Impossible until two weeks ago, the day he shipped out. That’s when I gave him the good news: that I was pregnant. He was ecstatic and said the baby was a sign. It was his safe ticket home. It was the universe telling him he had more to do at home seeing his new child.
He was back to being the Greg whose face I knew I would kiss again, safe and sound.
“What’s wrong, Mom.”
I shook my head. “Ronny, I don’t know what to do.” He reached across the table and took my hand.
“Mom.”
“I wanted to tell your father today, but couldn’t.”
“Tell him what?” He had concern and a little fear in his voice.
“Ronny, I’m not pregnant.”
“You … you lost the baby?”
“More like never had a baby. I’m sooo stupid!” Ronny didn’t say anything, and after a minute, I explained: “You know we’re tried to get pregnant again for a real long time. I won’t tell you all the details why.”
“Dad told me about how he got wounded and what happened. How you were the best for understanding and trying and everything.”
“I guess we both wanted to believe so bad we almost willed it to happen against all the doctors had told us. I was a little late—you know what that means, right?” I looked to Ronny and he gave an embarrassed nod. “So I used one of those tests and got a positive on it. I showed your father, and you remember that day.”
“Yeah, it was like the Fourth of July and Christmas all at once. Dad was bouncing off the walls.”
“He shipped out the next day, thinking … believing I was pregnant. Finally pregnant. Only the next day my body proved it wasn’t true. I went crazy! I tried to figure out what had happened.”
“Mom, I’m so sorry. What did happen?”
“After you take the pregnancy test by peeing on it, you wait a while and then look for a ‘plus’ sign to see if you’re pregnant. If it’s a ‘minus’ sign, you’re not. Well, after I left it there, my phone rang. It was your grandmother and we talked. When I came back, there was the ‘plus’ sign.
“I don’t see how a phone call can screw things up,” he said.
“I read up on all the ways the test can go wrong. One is if you wait too long. What was the ‘minus’ sign can sometimes turn into a ‘plus’ sign by adding what they called an ‘evaporation line.’ That happens if you leave it too long.”
“I don’t believe this!” Ronny said. “Dad—”
“I know, Ronny. That’s what’s killing me. I wanted to tell him today, but couldn’t.”
“If he finds out there’s no baby, he’ll go back to being sure he’s not going to make it. He’ll think that’s a sure sign.”
I nodded. Not only would he be disappointed he wasn’t going to be a dad for a second time, but he would start living a self-fulfilling prophecy about his own death.
“Mom, what can we do?”
I shook my head. I had been wrestling with this since my period two weeks before, and I had no answers. “It’s not like I can snap my fingers and be pregnant again, Ronny.”
“How about one of those artificial places.”

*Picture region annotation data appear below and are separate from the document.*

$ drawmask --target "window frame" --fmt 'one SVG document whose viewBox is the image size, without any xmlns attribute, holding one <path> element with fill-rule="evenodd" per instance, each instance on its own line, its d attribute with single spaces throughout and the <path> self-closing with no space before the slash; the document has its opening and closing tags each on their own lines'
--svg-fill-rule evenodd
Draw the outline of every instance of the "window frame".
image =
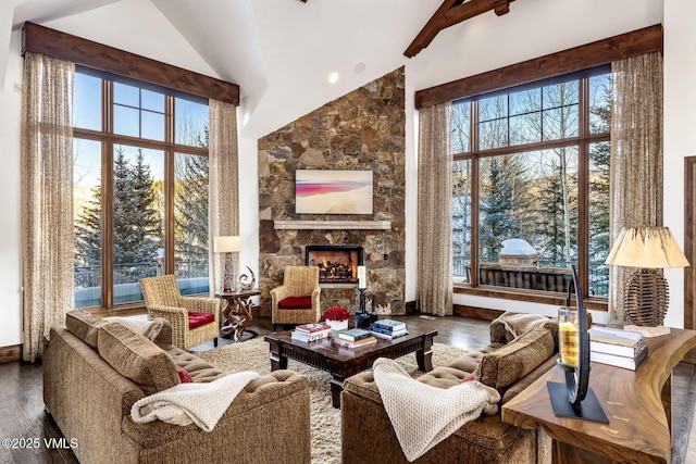
<svg viewBox="0 0 696 464">
<path fill-rule="evenodd" d="M 73 126 L 73 138 L 94 140 L 101 143 L 101 304 L 87 306 L 95 314 L 111 314 L 119 312 L 141 313 L 145 308 L 142 301 L 114 304 L 113 302 L 113 155 L 114 148 L 119 145 L 139 147 L 144 149 L 161 150 L 164 153 L 164 273 L 174 274 L 175 262 L 175 234 L 174 234 L 174 160 L 177 153 L 192 154 L 209 158 L 209 149 L 195 146 L 176 143 L 175 138 L 175 99 L 186 99 L 197 103 L 209 105 L 207 98 L 197 97 L 182 91 L 160 87 L 139 81 L 124 76 L 114 75 L 103 71 L 76 65 L 75 73 L 85 74 L 101 79 L 101 130 L 94 130 Z M 157 91 L 164 95 L 164 140 L 144 139 L 126 135 L 114 134 L 113 127 L 113 85 L 126 84 L 140 89 Z"/>
<path fill-rule="evenodd" d="M 469 103 L 469 147 L 465 152 L 452 153 L 452 161 L 470 161 L 471 163 L 471 266 L 469 283 L 453 283 L 455 293 L 475 294 L 537 303 L 564 304 L 566 294 L 562 292 L 537 291 L 511 287 L 481 285 L 478 283 L 480 266 L 480 160 L 492 156 L 523 153 L 561 147 L 577 147 L 577 271 L 580 285 L 585 291 L 589 289 L 589 164 L 591 147 L 593 143 L 610 142 L 610 133 L 591 133 L 589 127 L 589 78 L 611 72 L 610 64 L 582 70 L 552 78 L 539 79 L 505 89 L 481 93 L 452 101 Z M 512 92 L 549 86 L 558 83 L 579 81 L 579 128 L 577 136 L 564 139 L 540 140 L 531 143 L 480 149 L 478 140 L 478 101 L 482 99 L 509 95 Z M 449 129 L 449 128 L 448 128 Z M 605 297 L 583 296 L 586 306 L 593 310 L 607 311 L 608 300 Z"/>
</svg>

“Artificial insemination? They need the husband, the donor, to already have given his sample. You understand what I’m saying?” Ronny nodded. “Besides, that costs money, and everyone in this hick town would know about it. It would get back to your dad over the grapevine in no time.”
“What about, yanno, like just once, you, yanno—with some guy.”
“Ronald Alfred Bannix! Are you saying what I think you’re saying? Your father is the only one I’ve ever been with. I have to deeply love the person I do that with. What on earth were you thinking?”
“It would be better than losing Dad is all I’m saying. Telling him the truth is literally going to kill him. He’ll do things he shouldn’t in ways he shouldn’t, thinking it’s all ‘fate’ or ‘destiny’ or all the stuff he believes keeps him safe or puts him in the crosshairs.”